Alış-veriş merkezlerinin birçoğunda mescit var: fakat o mescide uygun alaturka tuvaletler yok! Tamam özürlüler ve kullanamayan fiziksel problemi olan kişiler için klozet koy, buna bi lafım yok ama tüm tuvaletleri klozet yapmak zorunda değilsin!

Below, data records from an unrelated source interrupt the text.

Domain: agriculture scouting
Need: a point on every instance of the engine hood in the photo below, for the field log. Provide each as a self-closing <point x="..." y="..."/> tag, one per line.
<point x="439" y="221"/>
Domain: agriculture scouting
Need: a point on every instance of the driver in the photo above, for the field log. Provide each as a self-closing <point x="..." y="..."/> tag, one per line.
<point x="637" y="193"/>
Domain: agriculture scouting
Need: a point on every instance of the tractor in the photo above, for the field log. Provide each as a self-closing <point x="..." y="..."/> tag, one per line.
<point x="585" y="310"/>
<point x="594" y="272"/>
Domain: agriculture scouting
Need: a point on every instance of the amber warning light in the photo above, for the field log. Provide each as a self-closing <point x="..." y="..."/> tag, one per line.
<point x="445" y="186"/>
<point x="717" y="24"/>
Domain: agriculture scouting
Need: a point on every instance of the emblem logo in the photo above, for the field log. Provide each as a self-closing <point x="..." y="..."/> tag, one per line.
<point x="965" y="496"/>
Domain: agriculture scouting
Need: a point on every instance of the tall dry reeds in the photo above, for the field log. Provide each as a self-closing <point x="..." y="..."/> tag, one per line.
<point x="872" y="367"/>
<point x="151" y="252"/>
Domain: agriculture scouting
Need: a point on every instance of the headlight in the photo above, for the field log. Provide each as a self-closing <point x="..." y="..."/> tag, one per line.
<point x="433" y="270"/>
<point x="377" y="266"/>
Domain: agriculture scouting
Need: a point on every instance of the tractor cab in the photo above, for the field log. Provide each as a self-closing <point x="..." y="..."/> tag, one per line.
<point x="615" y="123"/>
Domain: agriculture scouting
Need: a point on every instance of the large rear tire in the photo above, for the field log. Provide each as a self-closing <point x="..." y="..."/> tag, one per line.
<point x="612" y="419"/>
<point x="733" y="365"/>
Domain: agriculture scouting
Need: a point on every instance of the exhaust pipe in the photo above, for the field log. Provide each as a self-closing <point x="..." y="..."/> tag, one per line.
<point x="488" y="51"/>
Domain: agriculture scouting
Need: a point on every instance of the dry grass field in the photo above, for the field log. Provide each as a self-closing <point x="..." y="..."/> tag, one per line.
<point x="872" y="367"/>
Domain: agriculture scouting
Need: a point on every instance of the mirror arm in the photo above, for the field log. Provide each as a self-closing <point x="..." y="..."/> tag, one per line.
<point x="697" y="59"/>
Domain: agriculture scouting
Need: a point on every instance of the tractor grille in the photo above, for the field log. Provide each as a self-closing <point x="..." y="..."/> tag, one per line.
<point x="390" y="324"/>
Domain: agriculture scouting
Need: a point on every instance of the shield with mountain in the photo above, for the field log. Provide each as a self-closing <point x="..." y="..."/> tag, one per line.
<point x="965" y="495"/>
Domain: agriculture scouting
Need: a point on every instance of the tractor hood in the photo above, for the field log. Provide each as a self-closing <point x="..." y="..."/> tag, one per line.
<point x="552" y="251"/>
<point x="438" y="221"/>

Alaturka tuvalet olmadan, nasıl olur ki necasetten taharet yapıp abdest alabilirsin ya da namaz kılabilirsin? “Aslıda Avrupa’da ki klozetlerin büyük çoğunluğunda bizim uydurduğumuz taharet musluğu yoktur!” olup olmaması onlar için çok da önemli değil onlar nasılsa alışmış…

Neden mi?

Kadınları ihtiyaçlarını giderirken üzerlerine sıçramasın diye topuklu ayakkabıyı icat eden Fransızlar ya da o modernliğine aşık olduğun her yaptığını doğru yanlış demeden! hemen kapıp uyguladığın Avrupalılar necasetten taharet nedir bilmiyi! O yüzden bu tuvalet hele ki umuma açık ortamlarda bize uymiyi…

Ya! Alış-veriş merkezinin birinde sıkışıp tuvalete gitsen, maalesef kültürümüze ve ahlaki değerlerimize uygun, yaşam şekillerimizle örtüşen bir alaturka tuvalet yok! Ya da! En temizinin bile üzerine necaset bulaşmasın diye, adam kuş gibi tünemiş, ayak izleri var ya da adam kapağı veya naylon örtüyü çevirmeye gerek duymadan üstüne işemiş. Gel de şimdi bu pisliğin üstüne otur da hacetlen!

Ne kadar temiz olursa olsun, ne kadar çok denetleniyorsa denetlensin, ne kadar eğitim verilirse verilsin topluma; bu tuvaletler asla sağlıklı değil asla olamazlarda. Şimdi bazıları diyecek ki hayvan bile pisliğini temizler, üstünü örter ama maalesef bizde hayvan kadar düşünceli olamayanlar da var, sonra bu tuvaletler yoluyla, her türlü mantar ve viral hastalıklar bulaşmaktadır… o yüzden diyorum ki umarım devletimiz bu işe tez elden bir el atar ve umama açık ortamlarda kullanımını yasaklar…  ya da umuma açık yerlerde klozetin yanı sıra alaturka tuvaleti zorunlu yapar!

Temizlik imandan gelir, derler… Alaturkayı da toplumsal temizliğimizin gereği diye düşünüyorum.

Toplumsal sağlık için kişisel temizlik en önemli unsurdur!..  (!denizbatu!)